Archive for the ‘Louis’ Category
Tonight I watched a bunch of excellently made commercials…
Monday, February 7th, 2011And I turned it into a contest! Woo. Here are the rules.
- For each commercial break we have a mini competition and pick whichever commercial was best.
- At the end of the night, we select the best commercial.
Black Lady Pegs White Girl – Pepsi
This commercial has a funny race moment. This commercial also managed to combine cute girls, violence, Pepsi, and racial humor in an appropriate manner. Also, the Doritos commercial made us feel a little weird.
Volcano Response – Chevy Silverado
This commercial shows cars how cars should be. There is one problem. When the man goes into the belly of a whale… Does the car help while parked on the dock?
Doritos saves the day – Doritos
Doritos dust saved a fish and an old dude, but most of all it saved the Roomate.
Cowboys versus Aliens
It should speak to the competitive nature of this specific commercial break that Scott said, “That looks kind of dumb.”

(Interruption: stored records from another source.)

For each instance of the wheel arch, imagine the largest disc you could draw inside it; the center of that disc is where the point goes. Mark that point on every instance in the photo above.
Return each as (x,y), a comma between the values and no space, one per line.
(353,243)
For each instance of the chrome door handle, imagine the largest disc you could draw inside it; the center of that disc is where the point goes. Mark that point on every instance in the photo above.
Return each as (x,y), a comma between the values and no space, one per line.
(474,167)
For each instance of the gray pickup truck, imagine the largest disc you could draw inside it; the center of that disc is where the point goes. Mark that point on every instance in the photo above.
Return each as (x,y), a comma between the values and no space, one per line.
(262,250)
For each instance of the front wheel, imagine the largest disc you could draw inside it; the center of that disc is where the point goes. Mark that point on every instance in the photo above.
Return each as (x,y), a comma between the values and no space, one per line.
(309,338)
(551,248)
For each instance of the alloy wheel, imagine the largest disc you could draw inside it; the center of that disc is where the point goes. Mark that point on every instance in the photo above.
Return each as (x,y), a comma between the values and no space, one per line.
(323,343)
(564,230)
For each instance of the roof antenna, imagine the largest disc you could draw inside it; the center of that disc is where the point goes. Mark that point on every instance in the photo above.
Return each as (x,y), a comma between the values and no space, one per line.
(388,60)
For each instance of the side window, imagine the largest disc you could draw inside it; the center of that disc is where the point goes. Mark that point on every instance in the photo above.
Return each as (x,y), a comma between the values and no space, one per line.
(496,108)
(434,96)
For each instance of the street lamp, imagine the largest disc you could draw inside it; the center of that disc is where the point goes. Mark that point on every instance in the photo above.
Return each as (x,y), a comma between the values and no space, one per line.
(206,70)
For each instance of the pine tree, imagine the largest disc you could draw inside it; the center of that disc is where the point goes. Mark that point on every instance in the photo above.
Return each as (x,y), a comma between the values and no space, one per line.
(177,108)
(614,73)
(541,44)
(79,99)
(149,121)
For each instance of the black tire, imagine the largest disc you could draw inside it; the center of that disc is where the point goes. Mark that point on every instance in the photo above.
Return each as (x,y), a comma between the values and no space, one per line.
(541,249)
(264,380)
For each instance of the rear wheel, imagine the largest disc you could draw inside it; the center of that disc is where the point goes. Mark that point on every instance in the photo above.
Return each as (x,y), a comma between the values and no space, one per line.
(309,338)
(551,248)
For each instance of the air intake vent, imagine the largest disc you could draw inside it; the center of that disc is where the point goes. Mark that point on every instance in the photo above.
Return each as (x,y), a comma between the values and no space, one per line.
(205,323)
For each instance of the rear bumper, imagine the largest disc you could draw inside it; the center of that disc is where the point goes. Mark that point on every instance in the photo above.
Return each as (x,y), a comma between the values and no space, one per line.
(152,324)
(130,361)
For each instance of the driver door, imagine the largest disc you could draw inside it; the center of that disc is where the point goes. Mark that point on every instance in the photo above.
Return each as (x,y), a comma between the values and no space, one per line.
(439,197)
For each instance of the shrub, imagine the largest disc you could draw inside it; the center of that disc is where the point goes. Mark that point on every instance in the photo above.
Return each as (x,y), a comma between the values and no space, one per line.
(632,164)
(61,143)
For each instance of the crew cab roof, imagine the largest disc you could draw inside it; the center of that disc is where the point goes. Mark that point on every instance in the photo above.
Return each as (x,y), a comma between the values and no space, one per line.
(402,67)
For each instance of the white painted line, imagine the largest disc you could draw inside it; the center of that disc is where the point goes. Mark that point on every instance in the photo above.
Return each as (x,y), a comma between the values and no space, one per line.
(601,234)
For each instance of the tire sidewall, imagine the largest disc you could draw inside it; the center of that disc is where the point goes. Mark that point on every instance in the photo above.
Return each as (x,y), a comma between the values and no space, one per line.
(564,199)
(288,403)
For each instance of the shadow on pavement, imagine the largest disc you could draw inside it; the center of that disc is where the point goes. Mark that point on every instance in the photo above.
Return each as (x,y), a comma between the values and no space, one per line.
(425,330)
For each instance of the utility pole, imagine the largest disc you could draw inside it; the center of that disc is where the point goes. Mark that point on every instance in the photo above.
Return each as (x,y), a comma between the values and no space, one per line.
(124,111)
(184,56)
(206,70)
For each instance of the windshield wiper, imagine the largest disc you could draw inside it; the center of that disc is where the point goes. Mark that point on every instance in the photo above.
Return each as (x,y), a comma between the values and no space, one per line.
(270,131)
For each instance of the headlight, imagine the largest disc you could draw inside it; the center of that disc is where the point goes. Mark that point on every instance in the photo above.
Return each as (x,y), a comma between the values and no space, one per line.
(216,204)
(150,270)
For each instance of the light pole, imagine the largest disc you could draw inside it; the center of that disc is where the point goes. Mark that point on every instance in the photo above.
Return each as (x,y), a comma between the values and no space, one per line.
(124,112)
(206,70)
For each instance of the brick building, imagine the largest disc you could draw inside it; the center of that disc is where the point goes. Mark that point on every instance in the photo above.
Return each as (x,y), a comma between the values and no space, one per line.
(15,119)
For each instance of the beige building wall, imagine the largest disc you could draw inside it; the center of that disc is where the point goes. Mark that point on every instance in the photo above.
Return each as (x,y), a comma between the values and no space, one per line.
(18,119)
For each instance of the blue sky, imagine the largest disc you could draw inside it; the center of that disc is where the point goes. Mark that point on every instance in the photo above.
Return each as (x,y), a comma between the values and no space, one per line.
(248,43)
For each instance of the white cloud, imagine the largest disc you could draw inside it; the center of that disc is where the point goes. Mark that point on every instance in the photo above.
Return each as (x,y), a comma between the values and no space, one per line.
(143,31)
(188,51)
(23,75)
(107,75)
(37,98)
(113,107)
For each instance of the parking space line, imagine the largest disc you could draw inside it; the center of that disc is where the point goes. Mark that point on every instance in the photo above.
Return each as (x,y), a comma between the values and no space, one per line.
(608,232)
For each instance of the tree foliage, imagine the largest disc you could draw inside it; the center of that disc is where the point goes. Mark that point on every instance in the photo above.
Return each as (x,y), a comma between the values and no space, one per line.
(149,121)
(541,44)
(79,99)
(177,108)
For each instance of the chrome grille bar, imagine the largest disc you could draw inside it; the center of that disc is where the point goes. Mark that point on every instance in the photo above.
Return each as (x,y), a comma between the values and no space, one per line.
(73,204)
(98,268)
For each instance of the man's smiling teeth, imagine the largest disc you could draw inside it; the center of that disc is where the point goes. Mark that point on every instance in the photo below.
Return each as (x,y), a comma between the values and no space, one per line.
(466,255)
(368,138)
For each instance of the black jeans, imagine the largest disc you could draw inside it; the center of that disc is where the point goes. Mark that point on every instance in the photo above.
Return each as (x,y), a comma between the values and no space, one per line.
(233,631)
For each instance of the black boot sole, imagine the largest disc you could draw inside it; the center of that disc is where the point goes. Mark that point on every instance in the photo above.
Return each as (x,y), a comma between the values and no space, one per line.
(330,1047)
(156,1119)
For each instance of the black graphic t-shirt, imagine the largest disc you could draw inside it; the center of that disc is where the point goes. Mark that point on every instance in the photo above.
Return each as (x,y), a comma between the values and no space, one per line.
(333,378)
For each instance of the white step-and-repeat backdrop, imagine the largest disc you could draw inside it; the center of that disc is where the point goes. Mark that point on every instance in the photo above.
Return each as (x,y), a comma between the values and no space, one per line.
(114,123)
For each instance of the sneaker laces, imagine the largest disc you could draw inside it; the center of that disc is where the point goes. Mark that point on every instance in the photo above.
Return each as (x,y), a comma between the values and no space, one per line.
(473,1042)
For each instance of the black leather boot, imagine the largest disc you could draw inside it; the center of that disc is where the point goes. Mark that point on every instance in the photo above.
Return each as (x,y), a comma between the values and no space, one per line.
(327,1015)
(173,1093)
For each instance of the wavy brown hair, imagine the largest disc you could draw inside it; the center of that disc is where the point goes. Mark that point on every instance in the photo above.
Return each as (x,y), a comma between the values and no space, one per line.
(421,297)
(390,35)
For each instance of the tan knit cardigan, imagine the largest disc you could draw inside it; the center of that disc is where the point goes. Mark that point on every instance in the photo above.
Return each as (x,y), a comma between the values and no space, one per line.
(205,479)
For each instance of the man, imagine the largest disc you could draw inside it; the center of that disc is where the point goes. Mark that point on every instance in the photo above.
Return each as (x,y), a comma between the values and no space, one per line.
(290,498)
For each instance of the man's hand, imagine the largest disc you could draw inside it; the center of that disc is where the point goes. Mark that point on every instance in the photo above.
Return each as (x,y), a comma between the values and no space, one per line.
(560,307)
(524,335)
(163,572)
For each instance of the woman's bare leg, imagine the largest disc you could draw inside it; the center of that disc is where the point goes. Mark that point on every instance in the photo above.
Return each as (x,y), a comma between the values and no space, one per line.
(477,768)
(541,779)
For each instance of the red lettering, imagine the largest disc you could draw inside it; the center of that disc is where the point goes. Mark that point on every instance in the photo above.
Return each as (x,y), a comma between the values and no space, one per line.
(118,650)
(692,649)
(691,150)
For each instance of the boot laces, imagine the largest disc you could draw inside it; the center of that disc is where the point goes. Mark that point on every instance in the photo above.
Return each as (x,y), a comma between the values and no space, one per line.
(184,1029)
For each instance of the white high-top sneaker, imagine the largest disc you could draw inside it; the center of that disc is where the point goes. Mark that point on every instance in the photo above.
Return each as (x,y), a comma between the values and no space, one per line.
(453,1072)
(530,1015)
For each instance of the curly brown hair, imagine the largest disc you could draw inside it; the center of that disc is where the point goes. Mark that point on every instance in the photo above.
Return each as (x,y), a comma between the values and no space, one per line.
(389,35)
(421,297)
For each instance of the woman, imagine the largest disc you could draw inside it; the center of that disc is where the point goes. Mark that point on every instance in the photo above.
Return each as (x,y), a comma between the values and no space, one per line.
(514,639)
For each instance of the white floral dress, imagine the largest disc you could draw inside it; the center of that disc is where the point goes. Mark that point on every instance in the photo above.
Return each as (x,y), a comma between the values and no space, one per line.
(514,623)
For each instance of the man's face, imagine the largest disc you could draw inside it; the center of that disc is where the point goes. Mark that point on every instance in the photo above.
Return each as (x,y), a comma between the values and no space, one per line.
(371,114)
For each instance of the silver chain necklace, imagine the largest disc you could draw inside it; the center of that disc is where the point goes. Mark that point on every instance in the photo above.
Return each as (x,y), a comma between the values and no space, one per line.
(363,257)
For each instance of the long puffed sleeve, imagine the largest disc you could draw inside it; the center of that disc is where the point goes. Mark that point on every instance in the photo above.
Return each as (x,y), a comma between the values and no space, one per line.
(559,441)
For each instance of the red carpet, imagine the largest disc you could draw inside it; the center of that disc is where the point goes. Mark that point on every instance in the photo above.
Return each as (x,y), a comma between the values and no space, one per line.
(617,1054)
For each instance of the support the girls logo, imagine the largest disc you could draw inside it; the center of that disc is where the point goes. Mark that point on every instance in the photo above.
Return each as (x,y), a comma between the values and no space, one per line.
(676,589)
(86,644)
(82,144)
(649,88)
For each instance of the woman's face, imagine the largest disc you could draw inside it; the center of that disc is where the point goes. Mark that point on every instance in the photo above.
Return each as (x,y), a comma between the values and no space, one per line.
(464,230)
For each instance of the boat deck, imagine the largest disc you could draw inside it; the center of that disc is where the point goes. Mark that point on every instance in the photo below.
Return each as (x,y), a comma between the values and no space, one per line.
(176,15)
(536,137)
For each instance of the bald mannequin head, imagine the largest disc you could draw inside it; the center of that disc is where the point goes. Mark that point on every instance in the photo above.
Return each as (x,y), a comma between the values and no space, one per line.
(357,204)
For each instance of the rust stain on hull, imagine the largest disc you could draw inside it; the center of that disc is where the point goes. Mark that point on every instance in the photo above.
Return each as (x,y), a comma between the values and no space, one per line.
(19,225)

Eminem Clay-mation commercial?
Why did Eminem get his own commercial break? Scott liked it.
Sleepy’s sex commercial
This commercial is suggestive. Fortunately, most children won’t get it. Weirdly, everyone looked like they could have been brother and sister. Incest probably wasn’t what they meant. Probably?
Hold me Closer – Budweiser
For a moment, I held my Bud closer, tiny dancer…
BMW escape – BMW
These cars are made for the nouveau riche of Thuh Unituh Statesuh ‘Merica. Have I made it clear enough that they were selling those foreign cars to the south? Wait, those foreign cars were made in the south?!?!?!
Darth Volkswagen – Volkswagen
The Thor commercial might have been ok, but it will never beat Star Wars as a theme. Children make every commercial good, but this one taps into the fact that we all want our kids to LOVE Darth Vader at some point.
Super 8
This preview got the dudes way interested. It looks like it will combine things that parents are worried about and things that kids have always wanted to do. Sandlot meets Alien?
Facebook Car – Chevy Cruze Eco
I hope we were all reminded that the most important part of dating is having a car that will make a girl kiss you. Facebook helps too.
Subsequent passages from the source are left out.